In the Maris Laboratory, team members develop tools to determine which unique aspects of childhood cancers can be turned into vulnerabilities that can be targeted with immunotherapies. First author Mark Yarmarkovich, PhD, a postdoctoral scientist in the Maris Lab in the Division of Oncology and Center for Childhood Cancer Research, led an approach that adapts these computational tools to the novel coronavirus, in order to identify regions of the coronavirus — called epitopes — to focus on when designing a safe and effective vaccine that imparts long-term immunity across a global population.

“We looked at unique aspects of SARS-CoV-2 that make it so infectious and deadly, including its ferocity in attaching to lung cells, to determine which unique vulnerabilities we could target with a vaccine,” Dr. Maris said.

The team identified 65 peptide sequences to prioritize for vaccine development. The results of their findings appear online on the Cell Press Coronavirus Resources Hub and will appear in Cell Reports Medicine later this month.

“We think our approach provides a roadmap for a vaccine that would be both safe and effective and could be produced at scale,” Dr. Maris said.

Strategizing a Solution

Dr. Yarmarkovich, along with colleagues John Warrington, and Alvin Farrel, PhD, used various strategies to select optimal epitopes containing protein segments common to multiple coronaviruses, as well as those that activate both B cell and T cell immune responses.

While our B cells make antibodies, it’s the T cells that help not only kill a virus, but also drive the memory necessary so that if we are re-exposed, our immune system boosts antibody production to prevent infection. Engaging T cells effectively could be the difference between a vaccine akin to the annual flu shot we are accustomed to getting, or a one-time vaccine administration. There is also potential for a combined immunization model.
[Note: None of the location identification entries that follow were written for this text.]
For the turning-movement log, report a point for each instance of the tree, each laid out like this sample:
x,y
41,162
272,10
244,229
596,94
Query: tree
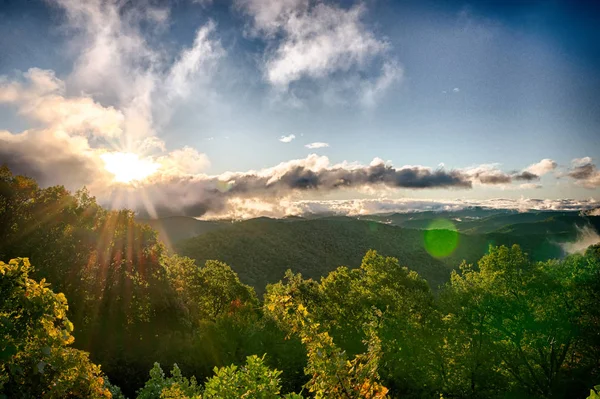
x,y
35,357
332,374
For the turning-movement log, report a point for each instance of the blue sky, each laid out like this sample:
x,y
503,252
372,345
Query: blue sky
x,y
206,90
“If some of the frontline vaccine approaches already in development by pharmaceutical companies are successful — which we really hope they are — it's possible this approach could make an effective vaccine even more protective,” Dr. Maris said.

In collaboration with cancer vaccinologists at the University of Pennsylvania, where Dr. Maris is Giulio D'Angio Professor of Pediatric Oncology at the Perelman School of Medicine, the Maris Lab is working with animal models to study 11 candidate vaccine constructs and assess the peptide sequences’ safety and effectiveness.

The Long View

One feature of SARS-CoV-2 in researchers’ favor is its mutation rate.

“The SARS-CoV-2 virus has a self-corrective replication mechanism that essentially checks for mistakes in the copying of the genome,” Dr. Yarmarkovich said. “It is still mutating, but is much more stable than the influenza virus, for example.”

Comparing the regions in this virus to other coronaviruses can help researchers identify the regions essential to the biology of the virus that would be more likely to appear in future coronavirus strains.

Continued preventive measures such as wearing masks and maintaining physical distance remain crucial as CHOP and Penn scientists work diligently to exploit SAR-CoV-2’s weakest points. The cancer immunologists are optimistic that sharing their depth of knowledge in complicated cancers will bring valuable insight to curtail the viral pandemic.

“We want to be prepared and do what we can to contribute to what's going to eventually get us back to normal — a safe and effective vaccine that can be scaled to the entire human population,” Dr. Maris said.